マンションの法定耐用年数は60年ってホント?


マンションの耐用年数は60年というのは、本当なのでしょうか?実際のところ、何年くらいで立て替えが行われているのか、また、耐用年数を延ばすための秘訣はどこにあるのかを見て行きましょう。

■マンションの法定耐用年数の根拠

固定資産の耐用年数を財務省が60年としていた時代がありました。鉄筋コンクリートで建てられているんだし、それくらいは持ちそうだと思われていたのかもしれません。ところが実際は30年~40年で建て替えになるマンションが多く、1998年の税制改正の時に47年となりました。実際のところ、コンクリートそのものの耐久性は、コンクリートの配合や施工に大きく影響を受けます。また、鉄筋や配管は、20年を過ぎた頃から錆や腐食が目立つようになる事があります。

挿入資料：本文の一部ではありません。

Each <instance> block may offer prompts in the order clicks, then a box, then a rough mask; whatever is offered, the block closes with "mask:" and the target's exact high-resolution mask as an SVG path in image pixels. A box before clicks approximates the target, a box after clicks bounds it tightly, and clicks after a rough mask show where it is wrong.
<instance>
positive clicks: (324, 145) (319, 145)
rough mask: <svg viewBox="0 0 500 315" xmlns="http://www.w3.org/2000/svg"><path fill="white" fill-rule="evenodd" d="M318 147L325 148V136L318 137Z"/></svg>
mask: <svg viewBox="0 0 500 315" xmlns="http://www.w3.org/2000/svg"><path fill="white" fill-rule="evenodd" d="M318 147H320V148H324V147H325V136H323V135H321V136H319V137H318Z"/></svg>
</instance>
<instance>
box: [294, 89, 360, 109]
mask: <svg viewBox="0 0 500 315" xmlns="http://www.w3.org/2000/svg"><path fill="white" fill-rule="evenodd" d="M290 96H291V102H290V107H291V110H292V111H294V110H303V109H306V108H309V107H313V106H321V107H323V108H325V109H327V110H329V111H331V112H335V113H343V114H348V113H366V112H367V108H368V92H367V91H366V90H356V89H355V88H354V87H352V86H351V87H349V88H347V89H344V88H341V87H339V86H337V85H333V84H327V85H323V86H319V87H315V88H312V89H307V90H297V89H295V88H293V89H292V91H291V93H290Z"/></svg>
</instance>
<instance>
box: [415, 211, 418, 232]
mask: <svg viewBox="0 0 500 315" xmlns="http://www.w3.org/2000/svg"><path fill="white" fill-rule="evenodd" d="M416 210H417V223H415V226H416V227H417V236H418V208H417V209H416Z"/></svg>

適切なメンテナンスを行って、修繕の必要な部分は取り替えて行くことで寿命は延びますが、壁の中に配管が塗り固められている構造の場合には、配管のメンテナンスのために壁を壊さなければいけないケースが出てきます。このため、配管の寿命を迎える30年を迎えた頃から建て替えになるマンションが増えてしまうのです。

■耐用年数の格付け

・等級375年~90年(おむね3世代)

・等級25060年(おむね2世代)

・等級1:建築基準法に定められた対策がなされている(最低基準)

固定資産としての評価だけでなく、実際の建物の耐久性を3等級であらわした格付けがあります。結局、鉄筋コンクリート建築であっても、設計やコンクリートの質、鉄筋までの厚みによって、その寿命は大きく変わってきます。大手デベロッパーの分譲マンションでは、こうした等級制が示されているとこが多くなっています。耐久性能の高いマンションなのか判断するのに役立ちます。もう一つのポイントは、配管設備の作りです。駆体が設計、コンクリートの質共に高品質を保っているなら、配管設備のメンテナンスがしやすい構造になっていることがポイントになります。必要なメンテナンスが行われ、配管の交換が建物にダメージを与えることなく行えるなら90年の耐久性を発揮出来るかも知れません。

■分譲マンション購入の時にどこを見るか

投資目的でマンションを購入するときに、中古物件は価格が抑えられているので、高利回りが期待しやすくなります。ただし、こうした配管がコンクリート壁に埋没していて、点検が難しい物件では、減価償却の47年までは持たずに立て替えや修繕が必要になってくるかもしれません。中古マンションを低価格で購入するなら、修繕にどれくらいの費用をかけて、どの程度家賃収入を狙うのか具体的に計算することが必要です。投資のスタイルによって向いている物件が違いますから、仲介業者から情報をもらいながら検討していきたいですね。